Now we want to code all of them into geographical coordinates.

In [17]:
# import the two packages to read webpages
import json
import requests
import csv
import pandas as pd

# Google Geocoding URL
GOOGLE_GEOCODE_BASE_URL = 'https://maps.googleapis.com/maps/api/geocode/json'

# Replace it with your key
GOOGLE_MAPS_API_KEY = 'AIzaSyDoN0fUjZR5t1b_EL38qK7QMNc9zFkq1q0'

# geocoding using Google Maps API
def _google_geocoding(base_url, params):
  '''
  geocoding using Google Maps Geocoding API
  '''
  
  # Request the link  
  r = requests.get(base_url,params=params)

  # Read the web page
  rjson = r.json()

  # Get result
  results = rjson['results']

  try:
    latitude = results[0]['geometry']['location']['lat']
    longitude = results[0]['geometry']['location']['lng']
    address = results[0]['formatted_address']
  except:
    print(results)
    latitude = -1
    longitude = -1
    address = 'NA'
  return latitude, longitude, address


# main function
if __name__ == '__main__':
  
  # create an empty file to save results
  results = 'geocoding_results.csv'

  # write header of the result 
  df2 = pd.DataFrame(columns = ['nid', 'lat', 'lng', 'address'])

  for index, row in df.iterrows():
    # read case id
    nid = row['nid']

    # read address
    address = row['location']

    # configure parameters for Google Maps API
    googleparams = {}
    googleparams['address'] = address
    googleparams['key'] = GOOGLE_MAPS_API_KEY
    
    # use geocoding function
    (googlelat, googlelng, googleaddress) = _google_geocoding(GOOGLE_GEOCODE_BASE_URL, googleparams)
    
    # convert longitude and latitude from gcj-02 to wgs84
    wgslng, wgslat = gcj02towgs84(googlelng, googlelat)
    
    print("google geocoding result:")
    print(nid, wgslat, wgslng, googleaddress)
    
    # write the geocoding result into the result row by row
    newrow = {'nid':nid, 'lat':wgslat, 'lng':wgslng, 'address':googleaddress}
    df2 = df2.append(newrow, ignore_index=True)

print(df2)
print("Congratulations!
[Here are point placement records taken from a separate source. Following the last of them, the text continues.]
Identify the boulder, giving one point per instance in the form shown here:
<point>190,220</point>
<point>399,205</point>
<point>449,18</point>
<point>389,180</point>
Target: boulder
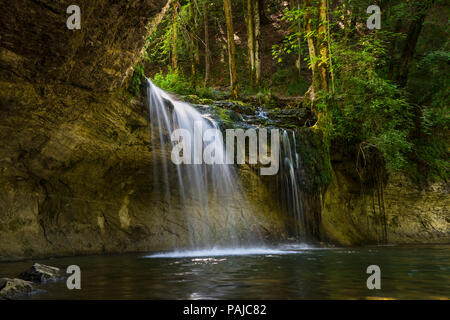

It's done!")


google geocoding result:
1 39.90657770916992 116.33124362820477 29 Fuxingmen Outer St, Xicheng Qu, Beijing Shi, China, 100080
google geocoding result:
2 39.90607149018823 116.38555956619977 Renda Huitang W Rd, Xicheng Qu, Beijing Shi, China
google geocoding result:
3 39.9051101227397 116.3982786742548 China, Beijing Shi, Dongcheng Qu, E Chang'an Ave, 长安街14
google geocoding result:
4 39.90640599334684 116.39704841818464 South Chizi Street Nankou, S Chizi St, Dongcheng Qu, Beijing Shi, China
google geocoding result:
5 39.903598011390976 116.38770023558915 Renda Huitang W Rd, Xicheng Qu, China, 100031
google geocoding result:
6 39.907269923520815 116.33164363318416 China, 北京市西城区木樨地
google geocoding result:
7 39.910841219691314 116.36809109670095 China, Beijing Shi, Xicheng Qu, Xi Dan, 西单商场
  nid        lat         lng                                            address
0   1  39.906578  116.331244  29 Fuxingmen Outer St, Xicheng Qu, Beijing Shi...
1   2  39.906071  116.385560  Renda Huitan

If you want to add all the points on a map to explore its spatial pattern, you can use Folium again.

In [23]:
import folium

# extract the locations from dataframe to a list
locations = df2[['lat', 'lng']]
locationlist = locations.values.tolist()
len(locationlist)

# add the same basemap centered at Tiananmen Square
map = folium.Map(
    location=[39.9054895, 116.3976317],
    tiles='Stamen Toner',
    zoom_start = 13
)

# add all the points on the map
for point in range(0, len(locationlist)):
  folium.Marker(locationlist[point], popup=df2['address'][point]).add_to(map)

map

## Exercise 4 Geocoding multiple addresses

Over the US history, slaves, primarily from Africa, were used on plantations in the South. In Alabama, plantations that use slaves were very common, even in the late 19th century (https://en.wikipedia.org/wiki/List_of_plantations_in_Alabama).

Among them, File "plantations_AL.csv" contains a list of plantations in Alabama. Geocode them and display them on a map.